In [7]:
import numpy as np 
import pandas as pd 
import os
import pandas as pd
import matplotlib.pyplot as plt
%matplotlib inline
plt.style.use('ggplot')
import seaborn as sns
%matplotlib notebook

import seaborn as sns
from sklearn.feature_extraction.text import TfidfVectorizer, CountVectorizer
from sklearn.ensemble import RandomForestClassifier
from sklearn.model_selection import train_test_split,GridSearchCV
from sklearn.linear_model import LogisticRegression
from sklearn.pipeline import make_pipeline


from lime.lime_text import LimeTextExplainer
from tqdm import tqdm
import string
import random
import operator
import seaborn as sns
from sklearn.decomposition import NMF, LatentDirichletAllocation, TruncatedSVD
from statistics import *
import concurrent.futures
import time
import pyLDAvis.sklearn
from pylab import bone, pcolor, colorbar, plot, show, rcParams, savefig
import warnings
import nltk


# spaCy based imports
import spacy
from spacy.lang.en.stop_words import STOP_WORDS
from spacy.lang.en import English

# keras module for building LSTM 
from keras.preprocessing.sequence import pad_sequences
from keras.layers import Embedding, LSTM, Dense, Dropout
from keras.preprocessing.text import Tokenizer
from keras.callbacks import EarlyStopping
from keras.models import Sequential
import keras.utils as ku 

# set seeds for reproducability
from tensorflow import set_random_seed
from numpy.random import seed
set_random_seed(2)
seed(1)

import warnings
warnings.filterwarnings("ignore")

# **EDA/Data Cleaning**

In [8]:
#list of data that we have in the workspace

print(os.listdir("../input"))

In [9]:
# countries that use English as an official language
british_youtube = pd.read_csv("../input/GBvideos.csv")
canadian_youtube = pd.read_csv("../input/CAvideos.csv")
us_youtube = pd.read_csv("../input/USvideos.csv")


In [10]:
canadian_youtube.columns

First of all, let's take a look at data :)

In [11]:
canadian_youtube.head()

In [12]:
british_youtube.head()

In [13]:
us_youtube.head()

In [14]:
#combine tables
three_countries=pd.concat([canadian_youtube, british_youtube,us_youtube])
three_countries.shape


In [15]:
#Check duplicate.
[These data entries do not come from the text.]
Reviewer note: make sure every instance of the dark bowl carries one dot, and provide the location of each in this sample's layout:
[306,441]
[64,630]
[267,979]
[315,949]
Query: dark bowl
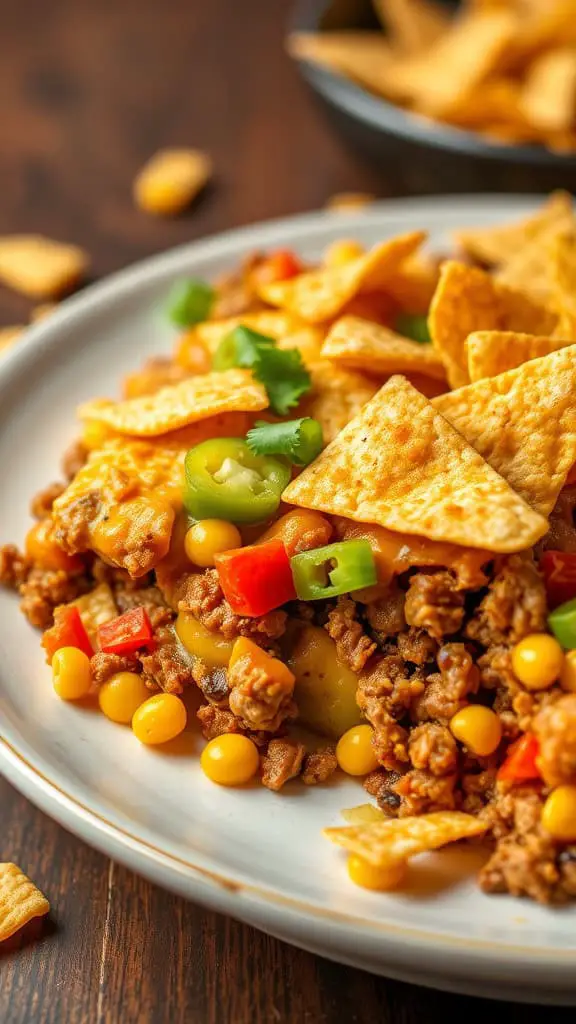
[371,120]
It is always good to check whether there are some duplicates in dataset!
three_countries.video_id.value_counts()[:10]

In [16]:
#remove duplicate
three_countries= three_countries.drop_duplicates(['video_id'], keep='first')


In [17]:
three_countries.video_id.value_counts()[:10]

In [18]:
#need to be decoded 
three_countries.category_id.head()

In [19]:
import json

def category_name(path):
    with open(path) as json_file:  
        data = json.load(json_file)
    category_info_list=[]
    for row in data['items']:
        id_info=row['id']
        category_name=row['snippet']['title']
        categoty_info=(id_info ,category_name)
        category_info_list.append(categoty_info)
    return(dict(category_info_list))
        
    

In [20]:
category_name("../input/CA_category_id.json")

In [21]:
category_list=category_name("../input/CA_category_id.json")
category_names=[]
for i in three_countries.category_id:
    category_name=category_list.get(str(i))
    category_names.append(category_name)

three_countries['category_names']=category_names

In [22]:
#now, we have category name :)
three_countries['category_names'].head()

In [23]:
three_countries.info()

# **Finding Outlier Youtube Video**

The dataset already includes trending Youtube video. However, I am interested in taking a look at popular ones among trending videos. I will use number of view as the variable to define the popularity of video. In the analysis, a popular video means the number of view for the video is more than 1.5 interquartile ranges (IQRs) above the third quartile. 

In [24]:
#give you a report of distribution of data/correlation
import pandas_profiling as pp

pp.ProfileReport(three_countries[['views','likes','dislikes','comment_count']])

In [25]:

Q1 = three_countries.views.quantile(0.25)
Q3 = three_countries.views.quantile(0.75)
IQR = Q3 - Q1
print(IQR)

popular_videos=three_countries.loc[three_countries.views > (Q3 + 1.5 * IQR)]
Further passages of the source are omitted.